Dr Laos made herself comfortable in a summer chair on her veranda and was grateful that the weather was, today at least, warm and sunny. Ma
nchester was usually a very wet city, so she felt her timing for a day of annual leave was perfect. Instinctively, she checked her cell-phone for messages and emails. As the lead forensic pathologist at the mortuary, she was essentially on call twenty-four hours a day. Learning to delegate had been a difficult yet ultimately rewarding experience for her. She sipped on her coffee, one of only a very few regular vices she allowed herself to enjoy.

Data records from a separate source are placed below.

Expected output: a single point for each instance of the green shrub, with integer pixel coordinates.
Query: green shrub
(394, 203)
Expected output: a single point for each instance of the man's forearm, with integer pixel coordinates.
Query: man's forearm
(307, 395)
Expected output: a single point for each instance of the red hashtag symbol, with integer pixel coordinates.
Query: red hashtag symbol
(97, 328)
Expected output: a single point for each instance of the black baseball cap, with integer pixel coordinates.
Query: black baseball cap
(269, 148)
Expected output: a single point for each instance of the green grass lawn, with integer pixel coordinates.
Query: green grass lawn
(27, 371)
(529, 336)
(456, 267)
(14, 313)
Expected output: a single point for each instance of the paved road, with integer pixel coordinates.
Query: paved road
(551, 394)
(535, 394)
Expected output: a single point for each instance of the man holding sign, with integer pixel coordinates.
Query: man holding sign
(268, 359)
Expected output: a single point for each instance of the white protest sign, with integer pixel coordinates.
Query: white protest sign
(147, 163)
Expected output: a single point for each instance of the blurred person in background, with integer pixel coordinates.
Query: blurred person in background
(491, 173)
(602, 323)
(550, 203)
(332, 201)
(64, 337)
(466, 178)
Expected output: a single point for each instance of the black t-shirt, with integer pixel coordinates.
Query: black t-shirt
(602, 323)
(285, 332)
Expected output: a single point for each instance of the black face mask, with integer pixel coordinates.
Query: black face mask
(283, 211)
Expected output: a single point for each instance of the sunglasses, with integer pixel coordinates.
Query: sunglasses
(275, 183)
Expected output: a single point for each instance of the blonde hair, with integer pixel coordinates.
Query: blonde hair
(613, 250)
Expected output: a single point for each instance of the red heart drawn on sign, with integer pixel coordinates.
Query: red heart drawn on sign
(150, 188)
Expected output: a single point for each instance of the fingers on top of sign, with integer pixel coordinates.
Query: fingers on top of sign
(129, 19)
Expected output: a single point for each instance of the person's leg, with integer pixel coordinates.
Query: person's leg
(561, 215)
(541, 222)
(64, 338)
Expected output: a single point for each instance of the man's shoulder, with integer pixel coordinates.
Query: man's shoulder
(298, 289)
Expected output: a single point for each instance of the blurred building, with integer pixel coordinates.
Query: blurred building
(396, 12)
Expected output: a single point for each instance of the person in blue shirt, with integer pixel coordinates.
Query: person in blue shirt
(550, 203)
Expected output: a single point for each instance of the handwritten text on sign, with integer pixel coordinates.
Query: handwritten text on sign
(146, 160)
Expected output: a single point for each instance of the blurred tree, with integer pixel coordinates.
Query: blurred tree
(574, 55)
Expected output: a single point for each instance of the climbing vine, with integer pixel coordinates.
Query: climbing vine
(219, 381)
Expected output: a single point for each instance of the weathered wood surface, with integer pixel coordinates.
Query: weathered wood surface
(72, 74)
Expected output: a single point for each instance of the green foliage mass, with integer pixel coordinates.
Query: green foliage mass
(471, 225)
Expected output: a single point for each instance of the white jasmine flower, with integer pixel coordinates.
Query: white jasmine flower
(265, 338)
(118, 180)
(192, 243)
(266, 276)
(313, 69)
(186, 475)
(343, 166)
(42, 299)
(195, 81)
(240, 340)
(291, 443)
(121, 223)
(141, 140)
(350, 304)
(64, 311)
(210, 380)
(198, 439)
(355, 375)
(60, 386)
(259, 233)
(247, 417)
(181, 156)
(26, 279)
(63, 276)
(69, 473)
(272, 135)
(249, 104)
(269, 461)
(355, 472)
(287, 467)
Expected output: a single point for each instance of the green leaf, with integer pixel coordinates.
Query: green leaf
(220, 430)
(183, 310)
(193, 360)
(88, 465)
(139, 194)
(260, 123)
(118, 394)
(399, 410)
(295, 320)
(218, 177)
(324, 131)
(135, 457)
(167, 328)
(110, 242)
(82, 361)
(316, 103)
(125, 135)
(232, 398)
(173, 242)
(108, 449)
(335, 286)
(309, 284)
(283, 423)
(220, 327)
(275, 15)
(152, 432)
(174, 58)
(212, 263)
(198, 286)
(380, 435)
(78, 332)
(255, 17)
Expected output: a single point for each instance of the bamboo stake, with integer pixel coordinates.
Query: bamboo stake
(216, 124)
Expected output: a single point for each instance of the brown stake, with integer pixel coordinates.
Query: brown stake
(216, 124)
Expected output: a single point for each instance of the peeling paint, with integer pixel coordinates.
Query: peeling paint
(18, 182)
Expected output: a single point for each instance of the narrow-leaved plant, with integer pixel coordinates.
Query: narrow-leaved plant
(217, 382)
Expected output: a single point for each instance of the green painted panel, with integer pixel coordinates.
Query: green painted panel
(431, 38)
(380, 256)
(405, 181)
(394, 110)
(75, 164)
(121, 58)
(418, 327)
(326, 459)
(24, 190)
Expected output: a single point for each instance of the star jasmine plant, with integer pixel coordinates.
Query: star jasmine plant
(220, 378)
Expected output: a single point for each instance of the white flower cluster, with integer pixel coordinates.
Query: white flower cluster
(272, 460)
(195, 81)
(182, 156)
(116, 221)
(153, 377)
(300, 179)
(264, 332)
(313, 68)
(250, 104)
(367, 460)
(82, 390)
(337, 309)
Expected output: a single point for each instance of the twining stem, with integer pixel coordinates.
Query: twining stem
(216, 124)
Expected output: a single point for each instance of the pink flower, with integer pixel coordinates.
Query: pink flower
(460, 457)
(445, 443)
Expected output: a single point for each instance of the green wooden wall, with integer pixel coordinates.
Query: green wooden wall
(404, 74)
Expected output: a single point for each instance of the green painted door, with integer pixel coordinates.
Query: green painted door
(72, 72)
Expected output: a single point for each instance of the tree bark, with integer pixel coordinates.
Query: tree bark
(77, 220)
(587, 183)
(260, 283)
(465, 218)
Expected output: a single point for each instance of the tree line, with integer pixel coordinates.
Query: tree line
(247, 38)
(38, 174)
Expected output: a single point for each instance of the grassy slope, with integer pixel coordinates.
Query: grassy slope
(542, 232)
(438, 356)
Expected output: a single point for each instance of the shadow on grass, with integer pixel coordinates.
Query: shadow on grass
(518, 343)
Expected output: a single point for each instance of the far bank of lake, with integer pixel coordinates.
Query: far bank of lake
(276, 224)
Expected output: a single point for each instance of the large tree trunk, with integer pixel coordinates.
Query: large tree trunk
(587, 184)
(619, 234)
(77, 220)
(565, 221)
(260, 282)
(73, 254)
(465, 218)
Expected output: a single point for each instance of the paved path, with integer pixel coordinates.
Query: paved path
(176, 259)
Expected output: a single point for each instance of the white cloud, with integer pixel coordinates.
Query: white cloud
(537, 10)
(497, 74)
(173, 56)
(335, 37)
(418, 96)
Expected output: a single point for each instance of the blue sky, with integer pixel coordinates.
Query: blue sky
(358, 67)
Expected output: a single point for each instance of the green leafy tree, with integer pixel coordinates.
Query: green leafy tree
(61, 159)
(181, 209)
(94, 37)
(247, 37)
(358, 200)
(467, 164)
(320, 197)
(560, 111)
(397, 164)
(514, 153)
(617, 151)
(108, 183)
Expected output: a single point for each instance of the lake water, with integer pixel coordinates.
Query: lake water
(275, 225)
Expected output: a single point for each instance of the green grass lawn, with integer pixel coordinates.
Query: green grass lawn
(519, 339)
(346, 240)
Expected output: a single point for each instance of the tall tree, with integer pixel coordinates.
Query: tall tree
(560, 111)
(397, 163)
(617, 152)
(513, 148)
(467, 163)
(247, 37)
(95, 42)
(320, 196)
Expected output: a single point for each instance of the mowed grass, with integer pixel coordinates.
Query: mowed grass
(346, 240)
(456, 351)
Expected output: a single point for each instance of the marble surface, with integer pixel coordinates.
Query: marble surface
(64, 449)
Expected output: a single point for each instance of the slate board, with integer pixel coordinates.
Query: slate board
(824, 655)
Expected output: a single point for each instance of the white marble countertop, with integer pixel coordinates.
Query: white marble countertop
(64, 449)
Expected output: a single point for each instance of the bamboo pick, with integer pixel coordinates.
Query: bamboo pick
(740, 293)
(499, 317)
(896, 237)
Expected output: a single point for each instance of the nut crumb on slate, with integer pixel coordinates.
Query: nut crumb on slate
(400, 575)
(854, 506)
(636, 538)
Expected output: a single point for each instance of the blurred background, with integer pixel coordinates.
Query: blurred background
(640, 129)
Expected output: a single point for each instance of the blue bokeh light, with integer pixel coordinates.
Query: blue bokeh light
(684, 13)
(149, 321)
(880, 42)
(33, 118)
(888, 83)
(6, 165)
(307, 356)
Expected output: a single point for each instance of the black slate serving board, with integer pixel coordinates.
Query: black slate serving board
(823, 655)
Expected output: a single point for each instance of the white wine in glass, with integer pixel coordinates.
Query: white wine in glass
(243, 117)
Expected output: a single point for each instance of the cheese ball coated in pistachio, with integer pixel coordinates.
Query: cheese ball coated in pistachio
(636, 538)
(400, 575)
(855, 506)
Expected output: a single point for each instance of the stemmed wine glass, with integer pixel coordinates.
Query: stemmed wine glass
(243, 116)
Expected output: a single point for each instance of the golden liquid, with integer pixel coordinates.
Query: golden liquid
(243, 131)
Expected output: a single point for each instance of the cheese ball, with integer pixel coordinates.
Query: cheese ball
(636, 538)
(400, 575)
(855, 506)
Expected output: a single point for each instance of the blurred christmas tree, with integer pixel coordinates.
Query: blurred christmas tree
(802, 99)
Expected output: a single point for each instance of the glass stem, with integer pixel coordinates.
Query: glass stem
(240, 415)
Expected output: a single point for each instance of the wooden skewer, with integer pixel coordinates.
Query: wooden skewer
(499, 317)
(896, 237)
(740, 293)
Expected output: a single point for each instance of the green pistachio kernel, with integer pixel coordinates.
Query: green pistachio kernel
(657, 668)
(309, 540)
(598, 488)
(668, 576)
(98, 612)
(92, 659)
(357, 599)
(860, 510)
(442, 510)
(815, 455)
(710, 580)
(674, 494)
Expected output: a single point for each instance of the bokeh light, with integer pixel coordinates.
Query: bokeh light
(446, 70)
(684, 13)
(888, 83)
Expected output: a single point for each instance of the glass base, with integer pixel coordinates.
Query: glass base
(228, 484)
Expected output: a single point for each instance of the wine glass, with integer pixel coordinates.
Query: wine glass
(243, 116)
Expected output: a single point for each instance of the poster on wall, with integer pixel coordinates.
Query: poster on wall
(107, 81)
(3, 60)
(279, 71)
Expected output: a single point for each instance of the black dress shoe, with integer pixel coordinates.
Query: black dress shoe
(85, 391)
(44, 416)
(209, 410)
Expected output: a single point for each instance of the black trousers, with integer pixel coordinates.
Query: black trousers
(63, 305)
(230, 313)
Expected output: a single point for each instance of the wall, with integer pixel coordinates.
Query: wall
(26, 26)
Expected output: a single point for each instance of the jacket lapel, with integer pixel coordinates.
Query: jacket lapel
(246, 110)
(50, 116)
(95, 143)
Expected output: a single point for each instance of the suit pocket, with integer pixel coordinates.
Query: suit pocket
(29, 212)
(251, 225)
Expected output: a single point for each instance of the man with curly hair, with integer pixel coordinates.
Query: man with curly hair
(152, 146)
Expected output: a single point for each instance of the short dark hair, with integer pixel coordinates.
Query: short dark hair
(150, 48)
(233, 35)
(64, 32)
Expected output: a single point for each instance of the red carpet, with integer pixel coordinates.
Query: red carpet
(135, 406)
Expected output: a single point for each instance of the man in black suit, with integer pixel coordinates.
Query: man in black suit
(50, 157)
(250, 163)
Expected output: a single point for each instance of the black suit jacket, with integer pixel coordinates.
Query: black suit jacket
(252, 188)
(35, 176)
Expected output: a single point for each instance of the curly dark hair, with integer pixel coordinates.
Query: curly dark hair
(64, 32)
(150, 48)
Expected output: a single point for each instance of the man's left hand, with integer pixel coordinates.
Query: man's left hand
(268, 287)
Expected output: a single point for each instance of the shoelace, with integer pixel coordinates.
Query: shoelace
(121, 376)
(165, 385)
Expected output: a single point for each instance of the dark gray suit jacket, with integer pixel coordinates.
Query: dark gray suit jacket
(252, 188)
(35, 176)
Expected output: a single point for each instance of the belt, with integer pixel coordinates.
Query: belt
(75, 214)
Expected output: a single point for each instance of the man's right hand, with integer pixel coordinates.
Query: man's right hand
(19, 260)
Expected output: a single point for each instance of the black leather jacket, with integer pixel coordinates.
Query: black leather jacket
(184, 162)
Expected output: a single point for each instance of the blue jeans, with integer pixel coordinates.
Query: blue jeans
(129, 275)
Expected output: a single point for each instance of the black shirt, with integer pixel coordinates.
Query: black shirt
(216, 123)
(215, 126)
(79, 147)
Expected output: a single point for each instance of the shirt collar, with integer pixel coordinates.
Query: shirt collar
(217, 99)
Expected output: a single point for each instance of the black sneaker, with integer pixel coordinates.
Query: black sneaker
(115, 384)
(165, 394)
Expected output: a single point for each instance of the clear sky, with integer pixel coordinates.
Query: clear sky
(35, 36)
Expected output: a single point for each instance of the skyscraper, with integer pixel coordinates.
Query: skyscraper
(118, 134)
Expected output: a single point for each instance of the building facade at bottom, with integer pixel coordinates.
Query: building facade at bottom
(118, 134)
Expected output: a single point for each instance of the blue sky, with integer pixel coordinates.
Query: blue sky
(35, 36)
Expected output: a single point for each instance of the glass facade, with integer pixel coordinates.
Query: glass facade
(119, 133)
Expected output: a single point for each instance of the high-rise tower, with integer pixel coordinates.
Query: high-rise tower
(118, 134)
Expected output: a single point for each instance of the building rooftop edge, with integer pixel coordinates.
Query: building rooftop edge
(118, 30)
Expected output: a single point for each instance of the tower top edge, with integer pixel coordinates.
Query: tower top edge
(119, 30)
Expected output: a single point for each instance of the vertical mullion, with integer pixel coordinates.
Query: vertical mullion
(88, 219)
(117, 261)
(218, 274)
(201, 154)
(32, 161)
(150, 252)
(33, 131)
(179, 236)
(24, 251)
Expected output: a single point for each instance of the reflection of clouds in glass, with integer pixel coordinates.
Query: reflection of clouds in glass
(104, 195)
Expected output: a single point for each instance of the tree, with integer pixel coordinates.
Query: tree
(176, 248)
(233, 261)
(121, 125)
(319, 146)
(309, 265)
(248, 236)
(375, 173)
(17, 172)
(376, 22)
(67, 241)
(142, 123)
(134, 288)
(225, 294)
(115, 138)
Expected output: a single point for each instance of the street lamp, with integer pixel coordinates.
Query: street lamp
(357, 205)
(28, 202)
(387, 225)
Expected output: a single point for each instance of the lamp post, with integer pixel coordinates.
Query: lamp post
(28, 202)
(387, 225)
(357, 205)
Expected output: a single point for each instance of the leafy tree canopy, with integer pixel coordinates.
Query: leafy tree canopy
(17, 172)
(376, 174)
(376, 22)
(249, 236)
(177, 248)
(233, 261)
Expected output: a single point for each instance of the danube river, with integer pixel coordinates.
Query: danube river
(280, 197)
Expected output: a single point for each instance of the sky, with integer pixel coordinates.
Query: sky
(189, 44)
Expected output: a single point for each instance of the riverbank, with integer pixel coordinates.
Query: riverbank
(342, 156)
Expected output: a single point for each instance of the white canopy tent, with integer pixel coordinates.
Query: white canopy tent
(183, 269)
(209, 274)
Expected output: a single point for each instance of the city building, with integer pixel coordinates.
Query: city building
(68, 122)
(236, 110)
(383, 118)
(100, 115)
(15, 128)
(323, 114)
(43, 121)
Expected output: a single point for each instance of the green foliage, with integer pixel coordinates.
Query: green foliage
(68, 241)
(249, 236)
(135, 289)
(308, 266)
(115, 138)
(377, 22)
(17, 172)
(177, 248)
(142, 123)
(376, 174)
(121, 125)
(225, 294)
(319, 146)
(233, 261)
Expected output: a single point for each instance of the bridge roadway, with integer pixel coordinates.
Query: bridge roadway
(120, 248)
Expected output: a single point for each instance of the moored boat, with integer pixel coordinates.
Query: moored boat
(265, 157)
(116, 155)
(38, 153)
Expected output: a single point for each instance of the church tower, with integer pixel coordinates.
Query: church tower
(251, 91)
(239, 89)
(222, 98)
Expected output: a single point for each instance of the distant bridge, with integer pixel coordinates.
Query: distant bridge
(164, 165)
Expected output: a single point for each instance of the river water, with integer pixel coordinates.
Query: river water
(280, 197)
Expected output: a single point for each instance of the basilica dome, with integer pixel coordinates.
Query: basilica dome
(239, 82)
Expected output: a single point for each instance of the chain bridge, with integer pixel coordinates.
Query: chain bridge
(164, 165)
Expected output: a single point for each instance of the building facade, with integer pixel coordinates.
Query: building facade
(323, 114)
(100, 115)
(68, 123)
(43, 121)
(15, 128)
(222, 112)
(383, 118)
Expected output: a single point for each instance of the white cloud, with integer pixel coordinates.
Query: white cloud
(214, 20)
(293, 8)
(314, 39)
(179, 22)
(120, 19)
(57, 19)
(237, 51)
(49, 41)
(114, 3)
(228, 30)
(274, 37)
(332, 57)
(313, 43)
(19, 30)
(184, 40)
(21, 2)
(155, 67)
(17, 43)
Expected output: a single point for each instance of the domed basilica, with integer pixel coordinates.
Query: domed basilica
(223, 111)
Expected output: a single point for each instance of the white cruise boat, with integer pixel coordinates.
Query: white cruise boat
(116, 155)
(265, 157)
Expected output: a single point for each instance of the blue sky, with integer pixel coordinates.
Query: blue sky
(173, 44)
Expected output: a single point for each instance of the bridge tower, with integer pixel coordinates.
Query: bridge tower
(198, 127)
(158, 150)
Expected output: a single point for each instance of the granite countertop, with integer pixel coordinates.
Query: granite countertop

Despite having checked her cell-phone, she really hoped that today it would remain quiet, as she had by now started and stopped the same novel six times due to constant interruption. She was reading a work of fiction, a story of love lost and ultimately reclaimed. It hadn’t been her choice of reading material, but one of her colleagues had suggested that she give it a go and lose herself in the story as it evolved. If I can learn to date, I can learn to enjoy a fiction, she had said, when agreeing to give this book a try.
Try as she did, however, Karen Laos found herself reading and again rereading the same paragraph time and time again as she sat with the sun shining on her face. Her mind was elsewhere: back in the damn office. There hadn’t been any particularly disturbing cases recently in the mortuary that would explain why she couldn’t disconnect herself from work, other than run-of-the-mill deaths by natural causes, frequent car accident victims – a cause of death she felt particularly touchy about – and the usual number of inner-city suicides to which she had become accustomed. Therefore, Karen assumed that she just wasn’t particularly enthralled by the book she was reading.
She closed it yet again, and sipped on her coffee. Just as she was deciding whether or not to return to her book, the sound of her cell-phone ringing made the choice for her. The name flashing across the screen was that of her regional boss for forensic pathology, Professor Michael Ogilvy. It wasn’t often that he called Karen directly; she dealt with the day-to-day running of the city forensic team; he dealt with the overall management of the county and regional aspects of the pathology service. Other than meeting for clinical supervision and the occasional conference, they rarely spoke. He trusted Karen’s work implicitly and she knew that he wouldn’t be calling unless it were for something important. Especially on my day off.